By Jillian Fay | 7/11/14 11:45 AM
In early 2012, Brendan Fowler was watching the NFL with his Duke lacrosse teammates and made a joke about how he was going to grow his hair out like Packers linebacker Clay Matthews. Seeing as the faceoff specialist never had much more than a buzz cut his entire life, no one on the team believed he would follow through with it. But two and a half years later, Fowler found himself in a salon chair cutting off and donating 10 inches of his hair to the Locks of Love organization.

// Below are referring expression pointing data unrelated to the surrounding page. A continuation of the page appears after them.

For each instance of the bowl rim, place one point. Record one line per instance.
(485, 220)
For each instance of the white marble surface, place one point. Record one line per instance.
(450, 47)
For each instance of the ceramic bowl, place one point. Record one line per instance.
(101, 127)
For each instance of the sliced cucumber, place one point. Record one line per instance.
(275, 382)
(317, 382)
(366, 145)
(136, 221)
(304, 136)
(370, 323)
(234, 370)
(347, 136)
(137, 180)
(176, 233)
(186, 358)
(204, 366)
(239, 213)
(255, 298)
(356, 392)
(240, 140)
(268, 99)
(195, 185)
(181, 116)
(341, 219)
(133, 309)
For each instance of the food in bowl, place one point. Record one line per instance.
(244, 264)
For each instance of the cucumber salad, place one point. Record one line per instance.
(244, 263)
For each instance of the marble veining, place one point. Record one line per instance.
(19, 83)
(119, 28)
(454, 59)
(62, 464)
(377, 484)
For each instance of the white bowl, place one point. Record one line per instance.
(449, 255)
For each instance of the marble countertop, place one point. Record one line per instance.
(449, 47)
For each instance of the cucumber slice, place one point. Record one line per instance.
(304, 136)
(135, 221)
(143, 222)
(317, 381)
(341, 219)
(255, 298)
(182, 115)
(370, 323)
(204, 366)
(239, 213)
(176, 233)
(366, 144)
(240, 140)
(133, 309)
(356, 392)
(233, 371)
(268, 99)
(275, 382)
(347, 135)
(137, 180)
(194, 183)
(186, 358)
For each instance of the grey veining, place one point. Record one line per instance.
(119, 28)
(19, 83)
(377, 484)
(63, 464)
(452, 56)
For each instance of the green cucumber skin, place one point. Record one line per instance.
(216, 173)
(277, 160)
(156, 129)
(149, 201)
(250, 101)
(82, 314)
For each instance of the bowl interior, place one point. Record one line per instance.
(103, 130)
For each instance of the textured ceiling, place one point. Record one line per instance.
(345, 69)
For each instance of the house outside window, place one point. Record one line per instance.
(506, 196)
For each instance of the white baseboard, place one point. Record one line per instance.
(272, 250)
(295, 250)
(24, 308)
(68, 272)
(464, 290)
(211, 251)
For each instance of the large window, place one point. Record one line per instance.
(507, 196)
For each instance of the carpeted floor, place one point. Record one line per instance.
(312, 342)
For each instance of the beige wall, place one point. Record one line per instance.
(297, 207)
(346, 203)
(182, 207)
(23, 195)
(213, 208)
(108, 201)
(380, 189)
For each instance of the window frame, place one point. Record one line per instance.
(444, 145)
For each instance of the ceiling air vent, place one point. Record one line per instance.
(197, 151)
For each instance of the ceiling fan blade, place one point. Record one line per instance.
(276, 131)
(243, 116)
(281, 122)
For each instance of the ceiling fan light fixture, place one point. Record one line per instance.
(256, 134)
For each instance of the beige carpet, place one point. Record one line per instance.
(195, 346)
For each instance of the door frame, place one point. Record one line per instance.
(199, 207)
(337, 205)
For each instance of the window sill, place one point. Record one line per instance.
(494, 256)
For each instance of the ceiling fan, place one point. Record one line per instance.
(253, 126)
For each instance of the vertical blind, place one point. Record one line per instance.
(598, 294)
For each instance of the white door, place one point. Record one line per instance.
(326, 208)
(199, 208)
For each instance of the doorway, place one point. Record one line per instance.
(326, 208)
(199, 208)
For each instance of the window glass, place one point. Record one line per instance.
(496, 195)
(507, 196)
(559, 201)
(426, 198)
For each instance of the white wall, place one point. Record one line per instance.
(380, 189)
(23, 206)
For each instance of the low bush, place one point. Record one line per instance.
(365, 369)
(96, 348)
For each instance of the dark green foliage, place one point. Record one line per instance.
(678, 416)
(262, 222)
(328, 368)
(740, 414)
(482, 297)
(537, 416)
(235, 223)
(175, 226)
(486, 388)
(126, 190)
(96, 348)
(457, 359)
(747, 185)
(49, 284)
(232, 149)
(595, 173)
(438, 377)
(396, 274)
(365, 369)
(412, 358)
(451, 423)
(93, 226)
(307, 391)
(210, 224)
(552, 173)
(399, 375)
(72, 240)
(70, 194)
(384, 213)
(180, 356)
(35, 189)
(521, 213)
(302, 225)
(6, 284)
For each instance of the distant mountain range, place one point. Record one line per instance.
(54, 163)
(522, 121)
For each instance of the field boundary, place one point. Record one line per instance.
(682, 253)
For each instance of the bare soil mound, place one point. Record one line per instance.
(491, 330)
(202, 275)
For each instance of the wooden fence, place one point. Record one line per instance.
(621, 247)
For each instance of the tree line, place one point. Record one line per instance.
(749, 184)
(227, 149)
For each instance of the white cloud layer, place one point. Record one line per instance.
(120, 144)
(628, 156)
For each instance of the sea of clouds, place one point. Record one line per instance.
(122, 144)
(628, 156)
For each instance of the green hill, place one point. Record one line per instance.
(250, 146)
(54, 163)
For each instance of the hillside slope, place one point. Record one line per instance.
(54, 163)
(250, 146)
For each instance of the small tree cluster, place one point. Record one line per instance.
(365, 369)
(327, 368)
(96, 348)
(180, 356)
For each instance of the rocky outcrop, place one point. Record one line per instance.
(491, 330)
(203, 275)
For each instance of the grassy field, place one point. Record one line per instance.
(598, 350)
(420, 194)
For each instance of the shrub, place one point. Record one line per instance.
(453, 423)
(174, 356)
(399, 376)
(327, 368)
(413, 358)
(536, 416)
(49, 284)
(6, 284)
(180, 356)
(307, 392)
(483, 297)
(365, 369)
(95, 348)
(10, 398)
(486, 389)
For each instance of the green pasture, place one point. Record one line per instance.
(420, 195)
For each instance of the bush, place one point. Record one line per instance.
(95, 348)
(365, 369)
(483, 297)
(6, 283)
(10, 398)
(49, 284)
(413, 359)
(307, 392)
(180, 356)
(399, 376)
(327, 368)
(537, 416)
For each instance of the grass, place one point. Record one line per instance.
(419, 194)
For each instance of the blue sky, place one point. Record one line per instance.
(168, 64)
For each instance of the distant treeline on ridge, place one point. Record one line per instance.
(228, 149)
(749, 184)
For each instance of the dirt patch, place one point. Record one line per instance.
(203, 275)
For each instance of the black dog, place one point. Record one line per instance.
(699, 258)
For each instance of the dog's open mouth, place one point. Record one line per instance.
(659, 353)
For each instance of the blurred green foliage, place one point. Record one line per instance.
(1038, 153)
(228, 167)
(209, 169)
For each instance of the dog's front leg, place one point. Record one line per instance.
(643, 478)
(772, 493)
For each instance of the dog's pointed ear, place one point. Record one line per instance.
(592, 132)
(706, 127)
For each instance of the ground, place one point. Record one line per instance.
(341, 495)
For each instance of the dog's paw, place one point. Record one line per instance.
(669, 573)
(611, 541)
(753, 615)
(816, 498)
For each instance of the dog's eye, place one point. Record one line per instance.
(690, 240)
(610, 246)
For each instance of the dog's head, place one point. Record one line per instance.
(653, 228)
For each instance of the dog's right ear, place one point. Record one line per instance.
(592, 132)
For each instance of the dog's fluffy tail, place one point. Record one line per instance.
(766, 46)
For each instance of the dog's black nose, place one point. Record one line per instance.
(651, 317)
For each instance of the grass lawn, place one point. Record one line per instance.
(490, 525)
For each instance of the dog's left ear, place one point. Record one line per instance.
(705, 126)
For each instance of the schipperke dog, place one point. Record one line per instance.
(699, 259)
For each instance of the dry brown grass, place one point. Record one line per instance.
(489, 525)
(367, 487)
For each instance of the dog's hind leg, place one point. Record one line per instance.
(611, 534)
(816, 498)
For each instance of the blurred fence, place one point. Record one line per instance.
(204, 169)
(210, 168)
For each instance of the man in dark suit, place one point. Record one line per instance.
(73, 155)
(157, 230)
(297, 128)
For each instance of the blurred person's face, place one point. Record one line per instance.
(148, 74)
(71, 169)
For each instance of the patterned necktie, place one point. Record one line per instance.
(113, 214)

“I was growing my hair junior year and I had heard of people donating it before,” said Fowler. “A kid on our team at Duke, Brian Dailey, his mom has her own hair salon so she kind of mentioned it to me first and told me it had to grow a little longer. But she said whenever I was ready to cut it I could come to her shop and she would do it for me. So she kind of got me involved with it and I thought it would be a good idea.”
So Fowler last week headed to Mimi’s Berwyn Hair Designs in Pennsylvania to complete his donation. The process was relatively simple, requiring just some basic paperwork to be mailed to the Locks of Love headquarters in West Palm Beach, Fla., along with the ponytail of hair. In order to donate, hair must be clean and dry and the ponytail must be a full 10 inches from tip to tip. It gets wrapped in a plastic bag, placed in an envelope and shipped out.
Fowler said his hair was around 11 or 12 inches, which means it will all get used in a hairpiece. However, because of privacy restrictions, Fowler won’t get a chance to see what his prosthetic looks like when finished, nor will he learn what child his hair went to. But that doesn’t matter to Fowler. “I’ve known some younger people who have gone through different stages of cancer, a couple of family friends who have gone through chemo and been bald for a little bit,” he said. “I always thought it would have been cool if I had a head of hair to donate to them, so that definitely swayed my decision to do it.”
Locks of Love is a public, non-profit organization that provides hairpieces to financially disadvantaged children in the U.S. and Canada that are under age 21 and suffering from long-term medical hair loss from any diagnosis. The hair prosthetics Locks of Love provides are custom-made for each child’s head and retail between $3,500 to $6,000. Each hairpiece is made from real human hair and arrives long so the recipient may style it to fit their face.
“I felt naked for the first two or three days,” Fowler said of his shorter do. “I’m so used to seeing the long hair but it feels really great to be cut.” Asked if he would consider donating again, Fowler admitted it was a long process but wouldn’t rule out the idea entirely. “Maybe,” he said. “It took a while to be able to donate but it’s a possibility.”